Background: CYFRA 21-1, a serum cytokeratin 19 fragment, and neuron specific enolase (NSE), the γ-subunit of enolase, are putative markers of lung cancer. Their clinical applicability as prognostic factors in non-small cell lung cancer (NSCLC) would need an appraisal by simultaneous evaluation of other known survival determinants in a large population followed over a long period. Aim: To determine the prognostic value of different clinical and routine biological variables at presentation with particular attention paid to the above-mentioned markers. Methods: 621 histologically proven and previously untreated NSCLC patients have been prospectively studied (seven were lost to follow-up). Median follow-up was 4 years and 2 months. At presentation, 16 clinical and biological variables were recorded. Serum NSE and CYFRA 21-1 were assayed blind without any clinical information given. Results: The serum CYFRA 21-1 distribution differed significantly according to histology, disease stage and performance status, with the highest levels observed in squamous cell carcinomas, metastatic stage, positive mediastinal nodal status and poor performance status. However, the respective ‘receiver operating characteristic’ curves showed that the CYFRA 21-1 serum level did not accurately predict tumour stage. Serum NSE distribution correlated neither with tumour stage nor with performance index and its sensitivity in the whole NSCLC was low.
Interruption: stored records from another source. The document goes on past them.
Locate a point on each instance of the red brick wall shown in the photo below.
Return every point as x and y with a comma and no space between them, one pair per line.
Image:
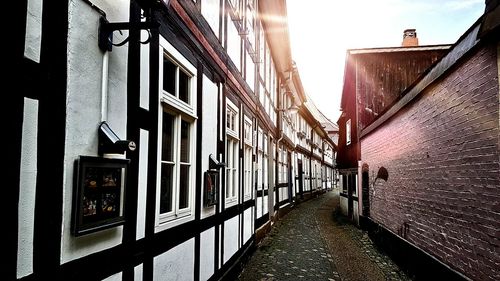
442,155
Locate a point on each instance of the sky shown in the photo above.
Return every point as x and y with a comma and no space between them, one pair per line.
322,30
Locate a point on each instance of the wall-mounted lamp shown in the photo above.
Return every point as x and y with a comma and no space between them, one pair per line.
292,109
107,28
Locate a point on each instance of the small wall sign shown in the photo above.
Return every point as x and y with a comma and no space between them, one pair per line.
98,194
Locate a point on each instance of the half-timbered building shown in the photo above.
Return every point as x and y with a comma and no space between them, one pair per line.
153,140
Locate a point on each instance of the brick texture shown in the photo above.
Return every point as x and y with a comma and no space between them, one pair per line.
442,155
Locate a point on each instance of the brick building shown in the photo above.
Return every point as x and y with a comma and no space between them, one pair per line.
429,168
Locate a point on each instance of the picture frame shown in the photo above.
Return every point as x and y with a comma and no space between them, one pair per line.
98,194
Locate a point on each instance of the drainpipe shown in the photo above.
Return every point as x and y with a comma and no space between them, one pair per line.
104,87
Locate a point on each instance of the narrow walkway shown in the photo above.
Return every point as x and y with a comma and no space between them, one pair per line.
313,242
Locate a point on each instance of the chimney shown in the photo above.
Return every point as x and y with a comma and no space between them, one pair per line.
410,38
490,5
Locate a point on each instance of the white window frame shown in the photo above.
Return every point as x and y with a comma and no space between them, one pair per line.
248,150
181,111
232,155
348,132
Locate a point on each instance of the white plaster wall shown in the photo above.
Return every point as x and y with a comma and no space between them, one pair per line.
144,80
248,224
33,38
176,264
210,9
27,188
83,109
209,133
250,73
231,234
207,252
138,272
114,277
142,188
233,44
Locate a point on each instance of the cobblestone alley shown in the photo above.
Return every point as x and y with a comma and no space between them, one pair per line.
312,242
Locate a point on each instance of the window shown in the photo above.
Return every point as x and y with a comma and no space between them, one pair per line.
177,122
283,165
248,158
348,132
232,153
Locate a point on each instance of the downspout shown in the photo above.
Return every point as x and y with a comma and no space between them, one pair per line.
104,86
310,157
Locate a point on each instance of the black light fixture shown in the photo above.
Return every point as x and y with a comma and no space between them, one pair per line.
106,29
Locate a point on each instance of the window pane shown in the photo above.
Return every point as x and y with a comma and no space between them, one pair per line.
167,153
169,76
185,141
228,183
166,188
184,187
183,86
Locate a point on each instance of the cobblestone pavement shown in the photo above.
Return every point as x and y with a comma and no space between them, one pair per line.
313,242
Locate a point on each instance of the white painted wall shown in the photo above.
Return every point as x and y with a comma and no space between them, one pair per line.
33,38
207,251
176,264
233,44
250,72
85,61
144,80
27,188
231,234
248,224
265,206
210,9
208,133
142,188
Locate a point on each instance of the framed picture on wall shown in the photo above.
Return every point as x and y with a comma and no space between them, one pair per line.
98,194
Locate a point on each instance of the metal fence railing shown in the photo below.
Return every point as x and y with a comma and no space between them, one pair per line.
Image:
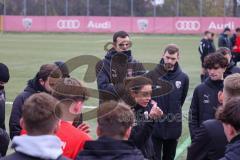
143,8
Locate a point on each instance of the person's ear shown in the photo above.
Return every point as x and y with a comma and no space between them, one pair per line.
22,124
41,81
76,107
127,133
57,127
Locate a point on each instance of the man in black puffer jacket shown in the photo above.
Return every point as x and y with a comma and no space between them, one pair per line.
42,82
205,96
115,67
224,38
169,128
229,115
231,68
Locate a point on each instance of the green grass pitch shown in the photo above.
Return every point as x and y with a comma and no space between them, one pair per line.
24,53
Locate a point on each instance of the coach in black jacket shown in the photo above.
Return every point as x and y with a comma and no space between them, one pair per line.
209,142
205,96
116,66
168,129
40,83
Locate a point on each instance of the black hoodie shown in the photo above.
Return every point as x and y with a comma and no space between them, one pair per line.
204,103
170,125
105,148
33,86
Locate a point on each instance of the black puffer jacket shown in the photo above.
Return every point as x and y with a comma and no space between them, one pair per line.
2,108
105,148
204,103
170,125
4,142
224,41
112,71
142,131
14,125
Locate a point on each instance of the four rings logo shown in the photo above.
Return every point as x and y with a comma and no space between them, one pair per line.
187,25
68,24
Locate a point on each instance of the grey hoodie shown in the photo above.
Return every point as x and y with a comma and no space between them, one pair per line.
44,147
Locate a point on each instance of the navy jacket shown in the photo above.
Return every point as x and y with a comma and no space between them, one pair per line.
233,149
112,71
2,108
206,46
105,148
171,104
16,113
209,142
204,103
20,156
224,41
231,69
142,131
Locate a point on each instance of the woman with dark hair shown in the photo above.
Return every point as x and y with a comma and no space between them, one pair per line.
139,91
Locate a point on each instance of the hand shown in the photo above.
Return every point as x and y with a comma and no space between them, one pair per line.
155,112
220,97
84,127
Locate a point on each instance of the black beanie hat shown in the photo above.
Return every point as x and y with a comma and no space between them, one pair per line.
4,73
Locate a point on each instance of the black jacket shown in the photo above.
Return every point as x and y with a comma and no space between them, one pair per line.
16,113
142,131
204,103
20,156
209,142
2,108
4,142
233,149
112,71
171,104
105,148
231,69
224,41
206,46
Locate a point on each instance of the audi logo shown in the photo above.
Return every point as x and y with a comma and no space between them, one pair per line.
68,24
187,25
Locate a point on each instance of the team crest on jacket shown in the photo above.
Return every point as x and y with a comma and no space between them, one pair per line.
27,23
178,84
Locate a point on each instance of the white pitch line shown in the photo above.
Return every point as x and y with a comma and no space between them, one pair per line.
87,107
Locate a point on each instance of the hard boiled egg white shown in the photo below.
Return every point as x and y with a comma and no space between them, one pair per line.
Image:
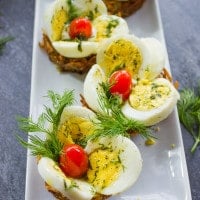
142,58
59,12
56,26
70,188
115,164
151,101
104,26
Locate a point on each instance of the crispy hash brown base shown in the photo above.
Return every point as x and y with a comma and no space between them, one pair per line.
123,8
78,65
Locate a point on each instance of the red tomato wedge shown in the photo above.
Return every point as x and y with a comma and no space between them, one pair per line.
80,28
73,161
121,83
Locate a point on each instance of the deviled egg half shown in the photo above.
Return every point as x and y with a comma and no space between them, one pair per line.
75,28
151,99
114,162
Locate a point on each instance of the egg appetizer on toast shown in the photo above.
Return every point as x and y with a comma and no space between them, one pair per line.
72,31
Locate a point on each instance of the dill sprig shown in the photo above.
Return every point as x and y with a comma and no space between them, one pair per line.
189,113
51,146
111,121
3,42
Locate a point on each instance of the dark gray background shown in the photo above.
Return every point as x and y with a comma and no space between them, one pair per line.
181,22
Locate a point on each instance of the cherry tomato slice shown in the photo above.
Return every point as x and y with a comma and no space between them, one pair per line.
73,161
80,28
121,83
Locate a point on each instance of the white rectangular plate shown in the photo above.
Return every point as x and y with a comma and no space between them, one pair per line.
164,175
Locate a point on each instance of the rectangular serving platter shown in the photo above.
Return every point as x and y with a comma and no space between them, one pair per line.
164,175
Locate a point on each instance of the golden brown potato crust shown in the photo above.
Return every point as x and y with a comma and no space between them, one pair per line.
79,65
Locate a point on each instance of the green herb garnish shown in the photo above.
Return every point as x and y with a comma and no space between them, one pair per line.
189,114
50,147
73,11
3,42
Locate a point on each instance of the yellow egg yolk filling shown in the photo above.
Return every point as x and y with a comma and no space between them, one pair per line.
57,24
105,167
147,95
122,54
74,129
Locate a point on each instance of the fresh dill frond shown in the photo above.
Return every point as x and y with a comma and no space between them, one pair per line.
189,113
50,146
3,42
111,121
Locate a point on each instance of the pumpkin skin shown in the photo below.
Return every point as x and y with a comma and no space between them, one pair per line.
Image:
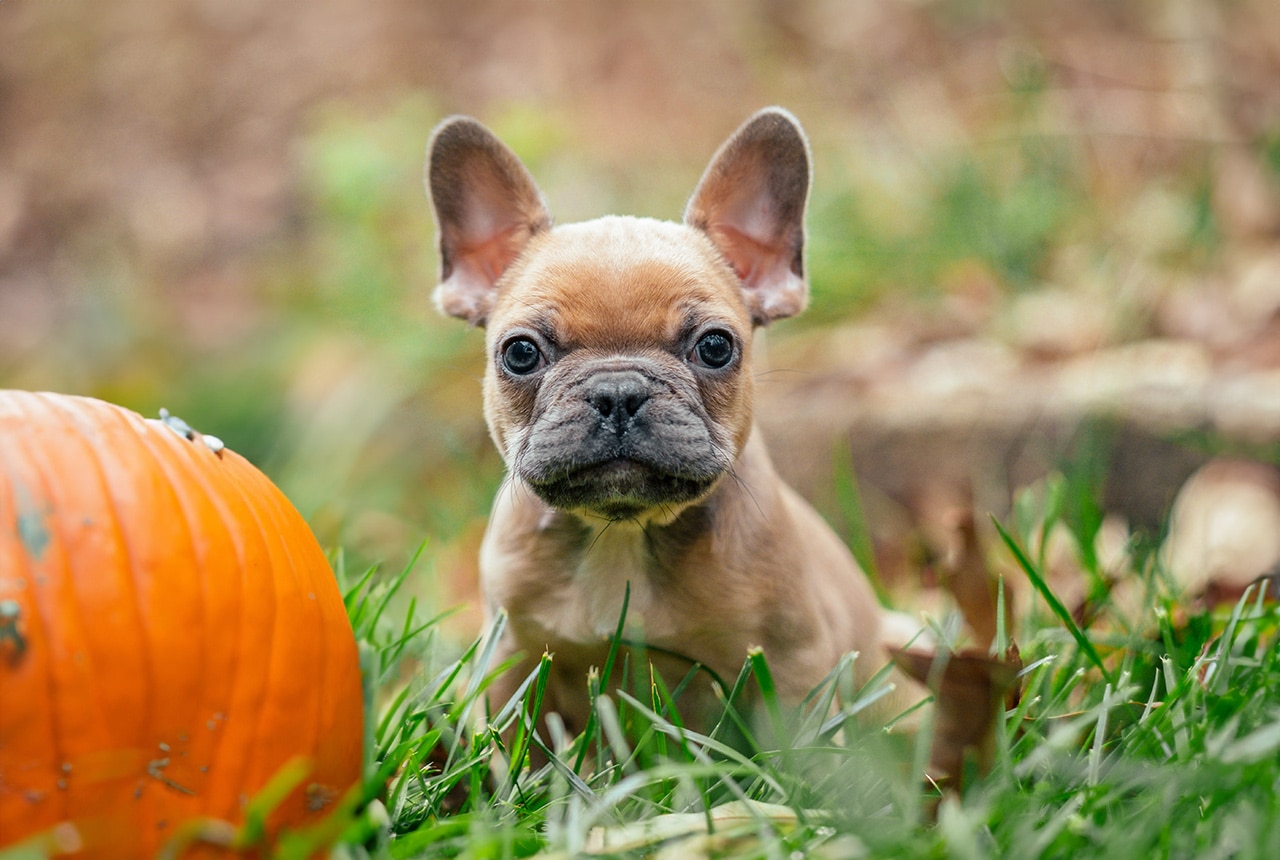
170,634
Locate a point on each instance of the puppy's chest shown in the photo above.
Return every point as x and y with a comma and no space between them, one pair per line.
588,603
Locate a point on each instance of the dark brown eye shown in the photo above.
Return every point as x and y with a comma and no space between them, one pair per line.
521,357
714,350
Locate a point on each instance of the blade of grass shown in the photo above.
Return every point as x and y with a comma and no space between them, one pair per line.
1054,603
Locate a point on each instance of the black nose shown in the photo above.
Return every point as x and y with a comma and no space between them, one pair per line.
618,397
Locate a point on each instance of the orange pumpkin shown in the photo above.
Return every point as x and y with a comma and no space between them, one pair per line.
170,634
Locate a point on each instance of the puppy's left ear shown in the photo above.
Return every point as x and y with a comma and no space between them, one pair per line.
752,202
487,210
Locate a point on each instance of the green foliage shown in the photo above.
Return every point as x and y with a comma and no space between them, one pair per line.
1156,740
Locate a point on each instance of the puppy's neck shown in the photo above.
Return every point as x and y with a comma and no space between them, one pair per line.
566,576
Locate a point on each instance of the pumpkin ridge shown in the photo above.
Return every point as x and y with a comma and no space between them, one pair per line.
41,467
118,536
263,767
99,440
37,636
182,465
279,513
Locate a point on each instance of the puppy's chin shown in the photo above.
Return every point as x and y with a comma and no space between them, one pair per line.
621,489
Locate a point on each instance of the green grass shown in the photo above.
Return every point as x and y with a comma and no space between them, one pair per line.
1156,737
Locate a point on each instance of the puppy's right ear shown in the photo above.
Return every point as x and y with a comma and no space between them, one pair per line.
487,209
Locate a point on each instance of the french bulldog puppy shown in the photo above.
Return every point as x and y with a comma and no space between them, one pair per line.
620,390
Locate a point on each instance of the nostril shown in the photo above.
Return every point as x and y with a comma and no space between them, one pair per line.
603,402
634,401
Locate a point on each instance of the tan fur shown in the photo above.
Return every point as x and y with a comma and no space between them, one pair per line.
732,565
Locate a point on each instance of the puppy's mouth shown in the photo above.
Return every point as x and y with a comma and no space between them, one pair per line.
618,489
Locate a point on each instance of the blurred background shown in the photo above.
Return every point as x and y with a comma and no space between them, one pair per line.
1023,210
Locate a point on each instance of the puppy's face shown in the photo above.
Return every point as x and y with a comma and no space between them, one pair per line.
618,376
618,380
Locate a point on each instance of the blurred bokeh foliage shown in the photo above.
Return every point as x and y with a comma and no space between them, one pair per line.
219,210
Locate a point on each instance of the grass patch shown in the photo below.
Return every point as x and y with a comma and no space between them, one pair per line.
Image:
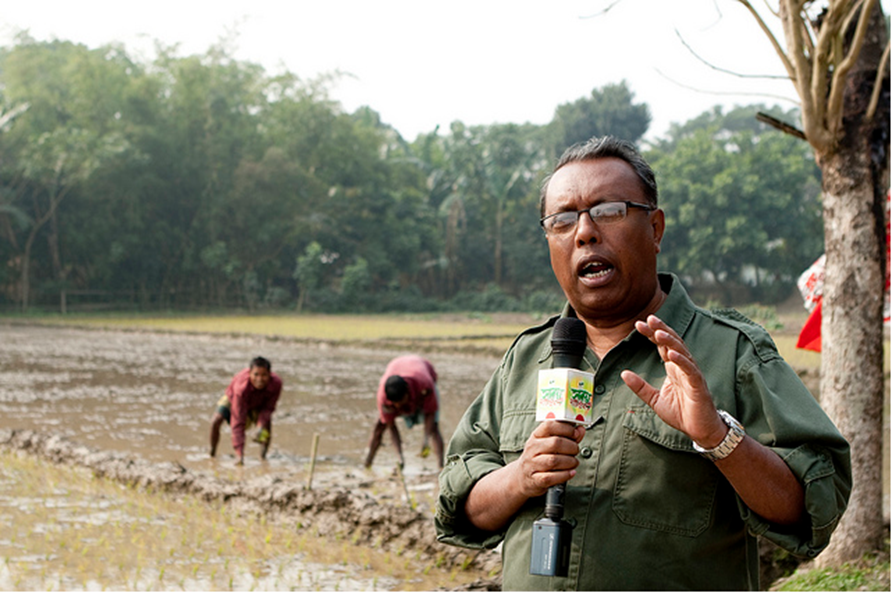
871,573
65,529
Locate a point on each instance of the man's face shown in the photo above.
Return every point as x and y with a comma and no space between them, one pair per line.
259,378
608,272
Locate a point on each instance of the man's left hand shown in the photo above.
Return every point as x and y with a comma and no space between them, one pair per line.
683,401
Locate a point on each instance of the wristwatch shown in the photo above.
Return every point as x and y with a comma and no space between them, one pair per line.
728,444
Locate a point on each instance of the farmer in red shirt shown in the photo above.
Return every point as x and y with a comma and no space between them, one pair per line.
408,388
250,399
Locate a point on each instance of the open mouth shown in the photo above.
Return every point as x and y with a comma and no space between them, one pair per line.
595,269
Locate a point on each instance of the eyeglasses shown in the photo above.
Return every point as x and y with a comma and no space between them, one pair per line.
601,214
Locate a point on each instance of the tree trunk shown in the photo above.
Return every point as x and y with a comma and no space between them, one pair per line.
855,183
852,351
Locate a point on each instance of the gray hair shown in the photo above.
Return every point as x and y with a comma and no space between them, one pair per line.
601,148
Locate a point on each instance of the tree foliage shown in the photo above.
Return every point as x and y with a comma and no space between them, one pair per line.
203,181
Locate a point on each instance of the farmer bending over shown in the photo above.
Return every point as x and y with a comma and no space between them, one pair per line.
408,388
250,399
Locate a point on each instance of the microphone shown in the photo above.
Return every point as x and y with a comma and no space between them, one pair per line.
565,393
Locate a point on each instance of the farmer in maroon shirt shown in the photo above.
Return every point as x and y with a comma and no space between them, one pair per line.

In the Cox proportional hazard model, the following variables were independent determinants of a poor outcome: performance status 2 or 3, hazard ratio (HR): 2.25; Nodal status N2–3, HR: 1.84; Metastatic disease, HR: 1.73; NSE>12.5 ng/ml, HR: 1.52; CYFRA 21-1>3.6 ng/ml, HR: 1.41 and Tumour status T3–4, HR: 1.31. When the survival analysis was restricted to the 274 patients affected by a metastatic stage, we observed that performance status, nodal status, NSE and CYFRA 21-1 remained prognostic determinants with similar hazard ratios. Conclusion: The prognostic information given by a high serum CYFRA 21-1 level is independent from other well-known variables such as performance status and disease stage and is perennial throughout extended follow-up period. A high NSE level also prognosticates a poor outcome probably by reflecting tumour heterogeneity and underestimated neuroendocrine differentiation.